The Odyssey was designed by Ralph H. Baer, assisted by engineers William Harrison and William Rusch. They began around 1966 and had a working prototype finished by 1968. This prototype, known as the Brown Box (below), is now at the Smithsonian Institution's National Museum of American History in Washington, D.C.
The Magnavox Odyssey was powered by six C batteries, with an optional A/C power supply sold separately. The was packaged with dice, poker chips, and score sheets to help keep score. It also came with play money, and game boards much like a traditional board game. All this led to much confusion from consumers, unsure about the capabilities of the actual console.

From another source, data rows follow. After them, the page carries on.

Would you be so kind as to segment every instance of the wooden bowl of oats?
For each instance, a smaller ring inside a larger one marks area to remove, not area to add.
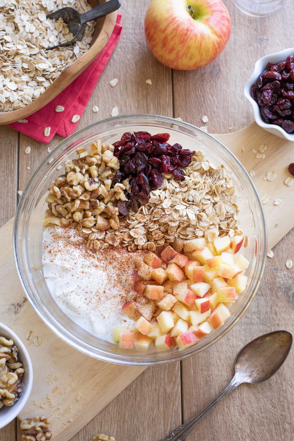
[[[46,14],[67,6],[84,12],[106,1],[63,0],[60,5],[59,0],[51,0],[45,9],[41,0],[26,0],[21,20],[19,12],[14,15],[15,2],[7,0],[6,6],[0,7],[6,28],[11,30],[0,36],[0,125],[25,119],[70,84],[108,41],[117,11],[94,24],[87,23],[82,40],[72,47],[47,52],[46,48],[69,40],[71,36],[65,23],[47,19]]]

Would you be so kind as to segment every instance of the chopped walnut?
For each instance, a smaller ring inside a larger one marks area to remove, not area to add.
[[[13,340],[0,336],[0,409],[13,406],[24,389],[21,380],[25,370],[18,352]]]
[[[49,422],[47,418],[33,417],[25,419],[20,423],[24,432],[22,441],[47,441],[51,440],[52,432],[49,429]]]

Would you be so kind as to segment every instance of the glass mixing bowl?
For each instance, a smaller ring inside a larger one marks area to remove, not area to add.
[[[64,162],[75,157],[75,151],[99,138],[113,142],[126,131],[145,130],[152,134],[170,134],[170,142],[184,148],[201,150],[216,164],[223,164],[239,195],[241,228],[248,235],[243,254],[250,262],[246,274],[249,282],[231,308],[231,315],[214,332],[194,345],[179,351],[174,348],[156,352],[120,349],[90,334],[77,325],[59,307],[48,290],[41,264],[42,221],[47,204],[45,195],[52,181],[63,172]],[[59,172],[56,169],[61,165]],[[24,189],[15,216],[13,234],[14,257],[22,285],[31,305],[56,335],[82,352],[105,361],[123,365],[150,366],[181,360],[207,349],[239,320],[252,301],[261,281],[267,252],[267,228],[262,205],[248,174],[237,158],[217,139],[196,127],[177,120],[156,115],[130,115],[93,124],[62,141],[43,161]]]

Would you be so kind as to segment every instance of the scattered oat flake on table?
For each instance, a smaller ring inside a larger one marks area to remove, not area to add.
[[[74,123],[77,123],[80,117],[79,115],[74,115],[71,118],[71,122]]]
[[[115,107],[114,107],[113,108],[112,110],[111,111],[111,115],[112,116],[112,117],[113,117],[113,116],[118,116],[118,115],[119,115],[119,109],[117,108],[117,106],[115,106]]]
[[[115,87],[118,83],[118,81],[117,78],[114,78],[113,80],[111,80],[109,81],[109,86],[111,86],[112,87]]]
[[[64,110],[64,108],[63,106],[56,106],[55,108],[55,112],[59,113],[61,112],[63,112]]]
[[[294,183],[294,179],[293,179],[293,178],[289,177],[287,178],[287,179],[285,179],[284,183],[285,185],[287,185],[287,187],[290,187],[291,185],[293,185],[293,183]]]
[[[287,267],[288,269],[290,269],[293,266],[293,262],[291,260],[291,259],[288,259],[286,262],[286,266]]]

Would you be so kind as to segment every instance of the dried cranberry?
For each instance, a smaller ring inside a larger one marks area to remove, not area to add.
[[[282,128],[287,133],[292,133],[294,131],[294,123],[289,120],[284,120],[282,123]]]

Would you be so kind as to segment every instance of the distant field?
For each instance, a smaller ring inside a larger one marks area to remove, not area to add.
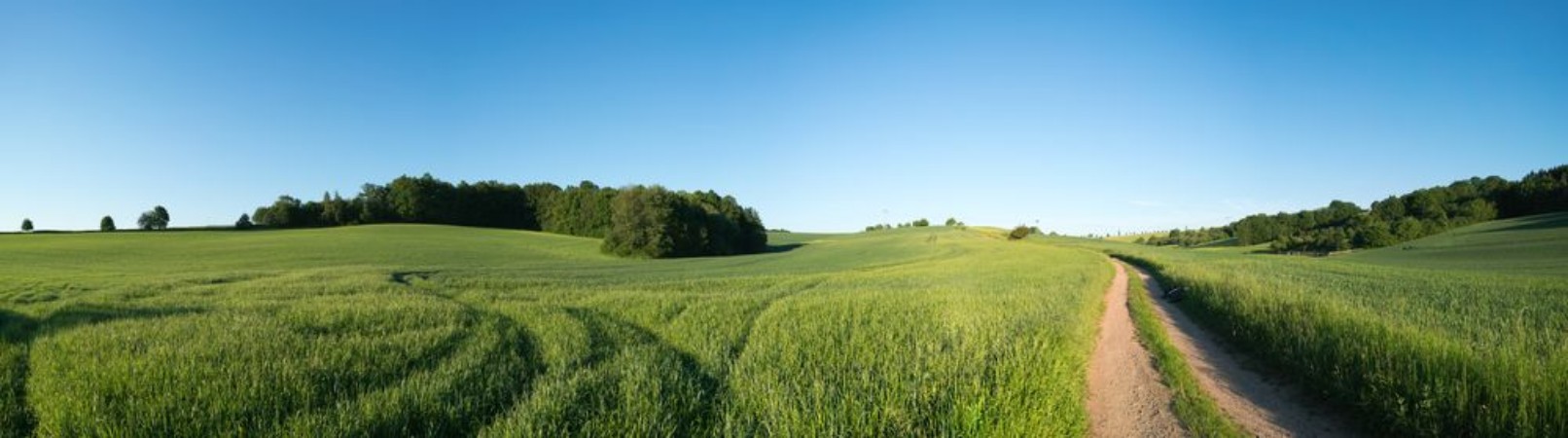
[[[1333,257],[1051,242],[1157,268],[1185,311],[1375,430],[1568,435],[1568,215]]]
[[[1568,214],[1497,220],[1358,251],[1347,261],[1474,272],[1568,276]]]
[[[942,228],[0,235],[0,435],[1082,435],[1110,267]]]

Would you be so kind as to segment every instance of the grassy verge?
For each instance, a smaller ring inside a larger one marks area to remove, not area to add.
[[[1171,344],[1165,327],[1160,325],[1160,317],[1154,314],[1154,300],[1149,298],[1143,281],[1138,279],[1131,265],[1127,273],[1127,308],[1132,309],[1132,325],[1138,328],[1138,341],[1154,356],[1154,367],[1160,370],[1165,385],[1171,388],[1176,418],[1198,436],[1251,436],[1220,411],[1220,405],[1207,392],[1203,392],[1187,358],[1176,350],[1176,344]]]

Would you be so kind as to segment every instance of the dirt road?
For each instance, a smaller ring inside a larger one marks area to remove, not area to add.
[[[1137,267],[1129,268],[1148,286],[1149,294],[1157,295],[1160,290],[1165,290],[1146,272]],[[1116,276],[1121,278],[1121,262],[1116,262]],[[1154,301],[1156,311],[1165,325],[1165,333],[1170,334],[1176,349],[1187,356],[1187,363],[1192,366],[1193,374],[1198,375],[1203,391],[1220,405],[1220,410],[1247,429],[1247,432],[1256,436],[1356,435],[1348,421],[1331,410],[1320,408],[1319,405],[1322,403],[1308,399],[1298,388],[1254,372],[1245,358],[1226,350],[1223,344],[1217,342],[1214,336],[1200,328],[1192,319],[1176,309],[1174,305],[1159,300],[1159,297]],[[1118,303],[1121,303],[1118,309],[1126,317],[1124,301]],[[1101,336],[1101,342],[1104,342],[1104,334]],[[1094,372],[1091,370],[1090,375],[1093,377]],[[1093,414],[1093,403],[1090,407],[1090,413]]]
[[[1138,342],[1127,312],[1127,272],[1105,290],[1105,316],[1088,366],[1088,414],[1093,436],[1184,436],[1149,352]]]

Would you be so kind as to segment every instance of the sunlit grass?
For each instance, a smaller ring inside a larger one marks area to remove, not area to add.
[[[1152,267],[1168,287],[1189,290],[1181,303],[1187,312],[1341,400],[1374,430],[1568,433],[1568,279],[1562,268],[1460,270],[1441,256],[1435,259],[1443,264],[1428,268],[1377,257],[1054,242]]]
[[[1087,430],[1090,251],[956,229],[624,261],[445,226],[0,239],[0,429],[118,436]],[[798,246],[797,246],[798,245]]]

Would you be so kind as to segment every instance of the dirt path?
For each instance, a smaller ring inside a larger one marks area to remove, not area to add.
[[[1121,262],[1116,262],[1121,278]],[[1137,267],[1138,278],[1157,295],[1160,284]],[[1156,311],[1165,323],[1176,349],[1187,356],[1198,385],[1214,397],[1231,419],[1258,436],[1355,436],[1348,422],[1305,397],[1298,388],[1270,380],[1245,366],[1245,358],[1226,350],[1207,331],[1174,308],[1156,297]],[[1104,338],[1101,338],[1104,341]],[[1093,375],[1093,374],[1091,374]],[[1091,380],[1093,381],[1093,380]],[[1093,386],[1091,386],[1093,388]],[[1090,410],[1093,413],[1093,410]]]
[[[1105,316],[1088,366],[1088,416],[1093,436],[1184,436],[1171,413],[1171,392],[1160,383],[1149,352],[1138,344],[1127,312],[1127,272],[1105,290]]]

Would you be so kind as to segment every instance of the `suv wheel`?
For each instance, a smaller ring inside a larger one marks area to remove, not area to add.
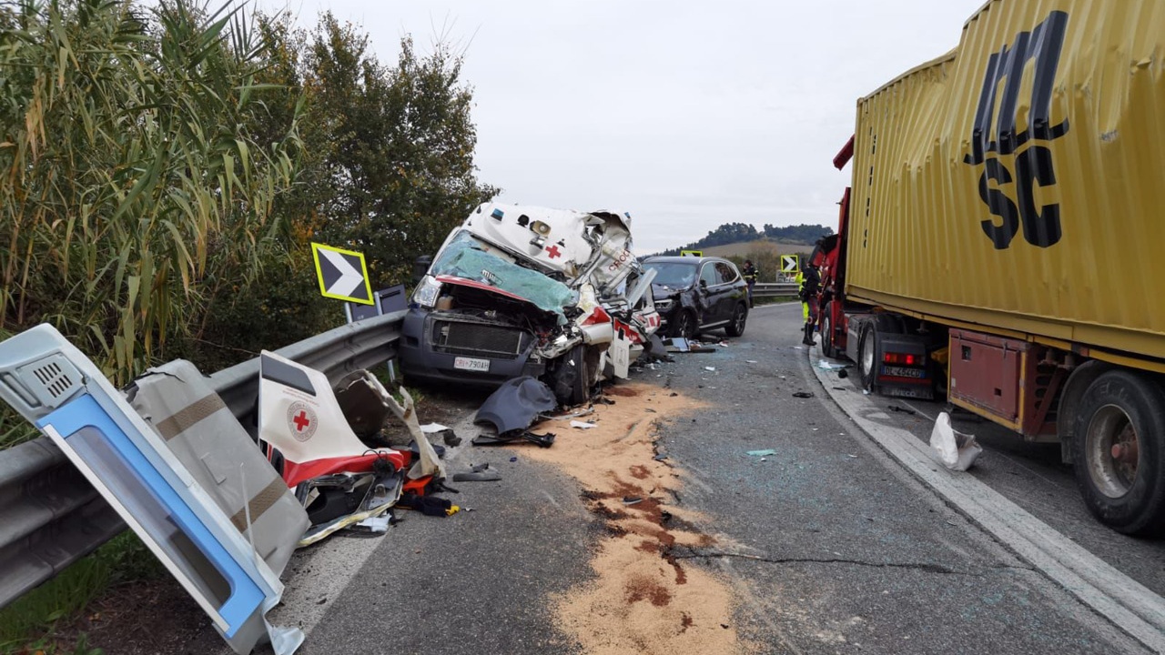
[[[691,339],[696,336],[696,316],[686,310],[682,309],[676,314],[676,322],[671,326],[672,337],[683,337],[685,339]]]
[[[744,333],[744,323],[748,321],[748,308],[744,303],[736,305],[736,311],[732,315],[732,322],[725,328],[725,334],[729,337],[740,337]]]

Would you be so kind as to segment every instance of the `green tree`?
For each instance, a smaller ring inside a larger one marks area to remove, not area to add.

It worked by using a removable printed circuit board, called a game card, which would be inserted into a slot - similar to a ROM cartridge slot, like the popular gaming consoles of the mid 70s to mid 90s used. However, these game cards did not contain any components, instead they had a series of "jumpers", simple electrical connections, between pins of the card connector. These jumpers would interconnect different logic and signal generators in the Odyssey to produce the desired game logic and screen output.
When it came to the output, there was no sound, but there was selection of translucent plastic overlays that players could put on their television screen to simulate color graphics - though only two TV sizes were supported. Some of these overlays could even be used with the same cartridges, though with different rules for playing.
The Magnavox Odyssey also featured the first ever commercial available peripheral - a light gun. Called The Shooting Gallery it sold separately, and unfortunately didn’t work very well! In addition, a prototype for a golf peripheral, featuring a golf ball on a joystick that the player would hit with a golf club, was tested but never released.
A total of 27 games (distributed over 12 different game cards) were released for the Magnavox Odyssey, which achieved close to 100,000 in game sales in 1972 alone. This number seems like a pretty impressive figure for new technology like this, but the actual console itself was considered a flop. This was largely down to the poor marketing and the apparent belief that you needed a Magnavox television to play the console on! This was something Atari (then called ‘Nolan Bushnell’) capitalised on by later stating on their Pong boxes, "Works on any television set, black and white or color."
After Pong was released and experienced huge success, Magnavox sued Nolan Bushnell for ripping off the Tennis game, which had been featured on the Odyssey Game Card 3. They later also sued Coleco, Mattel, Seeburg and Activision, and either won or settled every suit. Ralph Baer then went on to invent the classic electronic game Simon for Milton Bradley in 1978.